TRIBUNAL ADMINISTRATIF DU LOGEMENT

Bureau dE Montréal

 

No dossier :

670898 31 20221229 T

No demande :

3817841

 

 

Date :

05 avril 2023

Devant la juge administrative :

Chantal Boucher

 

Tasha Johnson

 

Locataire - Partie demanderesse

c.

Antonio Tacconelli

 

Locateur - Partie défenderesse

 

D É C I S I O N

 

 

[1]         Par une demande déposée le 3 mars 2023, la demanderesse requiert la rétractation de la décision rendue le 1er mars 2023 par le Tribunal administratif du logement résiliant le bail pour un retard de plus de trois semaines dans le paiement du loyer et la condamnant aux loyers dus.

[2]         Elle aurait pris connaissance de la décision dont elle demande la rétractation le 2 mars 2023.

Preuve au dossier et positions des parties

[3]         La preuve démontre que la demanderesse était présente lors de l’audience du 20 février 2023 mais soumet avoir été empêchée par la juge administrative de produire la preuve de problématiques dans le logement. Elle inscrit sur sa demande vouloir obtenir une diminution de loyer notamment en lien avec la présence de souris.

[4]         Elle soumet également que lors de la dernière audience elle avait en sa possession un courrier recommandé non réclamé par le locateur contenant le chèque pour le loyer du mois de janvier 2023 car ce dernier l’a refusé. Cependant, la juge administrative ne l’a pas pris en compte.

[5]         Questionnée à savoir si elle a mentionné ces faits à la juge administrative, elle témoigne que oui mais que cette dernière a jugé cette preuve non pertinente.

[6]         Quant au chèque, la soussignée a invité la demanderesse à le remettre au locateur à l’audience même si la somme est incomplète, cependant la demanderesse a refusé.

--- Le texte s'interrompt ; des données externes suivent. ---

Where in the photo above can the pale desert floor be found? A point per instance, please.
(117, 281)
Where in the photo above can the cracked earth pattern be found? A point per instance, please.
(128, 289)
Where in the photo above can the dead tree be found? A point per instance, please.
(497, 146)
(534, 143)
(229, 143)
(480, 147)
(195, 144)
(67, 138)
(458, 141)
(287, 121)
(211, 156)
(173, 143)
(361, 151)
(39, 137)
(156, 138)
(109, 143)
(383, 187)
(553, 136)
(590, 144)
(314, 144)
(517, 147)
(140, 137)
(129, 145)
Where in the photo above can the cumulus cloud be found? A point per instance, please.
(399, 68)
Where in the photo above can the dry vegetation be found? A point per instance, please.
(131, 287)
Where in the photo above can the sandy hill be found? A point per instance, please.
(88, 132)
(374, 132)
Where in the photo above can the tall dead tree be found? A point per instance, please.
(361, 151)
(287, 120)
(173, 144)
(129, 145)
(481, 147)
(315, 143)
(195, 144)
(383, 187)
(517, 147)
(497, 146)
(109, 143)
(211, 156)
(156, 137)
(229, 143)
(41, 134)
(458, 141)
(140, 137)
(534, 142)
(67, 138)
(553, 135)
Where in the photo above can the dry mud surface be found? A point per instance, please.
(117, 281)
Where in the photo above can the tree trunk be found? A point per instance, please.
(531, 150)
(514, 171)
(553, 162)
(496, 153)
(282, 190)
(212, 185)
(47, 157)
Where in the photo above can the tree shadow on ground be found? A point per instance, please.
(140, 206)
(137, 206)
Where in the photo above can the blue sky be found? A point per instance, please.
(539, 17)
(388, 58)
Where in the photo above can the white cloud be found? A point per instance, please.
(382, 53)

[7]         De son côté, le défendeur demande de rejeter la présente demande indiquant que la décision dont on requiert la rétractation était conforme à la preuve. De plus, il demande au Tribunal de prononcer une interdiction à l’encontre de la demanderesse d’interdire à celle-ci d’entreprendre tout autre recours dans ce dossier considérant que la présente demande est abusive.

Analyse du Tribunal

[8]         Après audition de la preuve et lecture du dossier ainsi que la décision rendue le 1er mars 2023, le Tribunal constate que tous les points soulevés par la demanderesse ont été exposés et pris en considération dans la décision dont on demande la rétractation.

[9]         Le fardeau de la preuve en matière de rétractation repose sur la demanderesse, qui doit démontrer au Tribunal par prépondérance de preuve que l’article 89 de la Loi sur le Tribunal administratif du logement[1] (ci-après LTAL) trouve application :

« 89. Si une décision a été rendue contre une partie qui a été empêchée de se présenter ou de fournir une preuve, par surprise, fraude ou autre cause jugée suffisante, cette partie peut en demander la rétractation.

Une partie peut également demander la rétractation d’une décision lorsque le Tribunal a omis de statuer sur une partie de la demande ou s’est prononcé au-delà de la demande.

La demande de rétractation doit être faite par écrit dans les dix jours de la connaissance de la décision ou, selon le cas, du moment où cesse l’empêchement.

La demande de rétractation suspend l’exécution de la décision et interrompt le délai d’appel ou de révision jusqu’à ce que les parties aient été avisées de la décision.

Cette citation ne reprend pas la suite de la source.